By on Sep 30, 2016 in Mobile Design | 0 comments

As recent history lets us know, the original OnePlus One was initially powered by CyanogenMod 11S in collaboration with Cyanogen Inc. but eventually OnePlus decided to switch gears and develop its own in-house mobile operating system for future models. In fact, OnePlus has developed two versions of Android for different markets, and while most OnePlus owners around the world have experienced their devices running OxygenOS, customers in China have been treated with HydrogenOS: a custom version of Android with a heavily modified user interface. Now, earlier this month OnePlus confirmed that its two ongoing Android platforms will merge in order to bring OS update release timeframes closer, and since then many OnePlus customers have been wondering if the company will maintain a user interface closer to stock Android, or adopt the ways of HydrogenOS entirely.

The answer to these questions was provided by OnePlus in a recent Reddit AMA (Ask-Me-Anything) which clarified the company’s plans for its custom operating systems. Specifically, the merger of OxygenOS and HydrogenOS will not result in a single operating system across all OnePlus devices, but instead, the company will keep both versions separate, at least as far as appearances are concerned. This means that although the company will continue to merge the backend of the two operating systems, the overall look and feel of OxygenOS and HydrogenOS will remain different. According to OnePlus “We[‘ve] combined platform, system and framework already. Application layer is separated. So, global users will still have the Oxygen experience and users in China will have Hydrogen experience.”

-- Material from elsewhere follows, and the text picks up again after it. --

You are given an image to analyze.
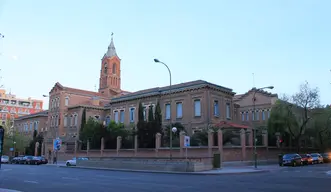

In other words, the goal of merging the backend of the two operating systems is to allow the company to bring software updates to both platforms sooner and roughly at the same time, and continue to support the two OS versions on a plain field. However, it appears that these changes will not affect the design philosophies behind the user interface of each OS version, so we can expect OxygenOS to continue and offer a near-stock Android experience sprinkled with useful custom additions and features from OnePlus. On the other hand, HydrogenOS will probably remain a more heavily-modified version of Android, at least on the face of it, and will continue to appeal to the Chinese market.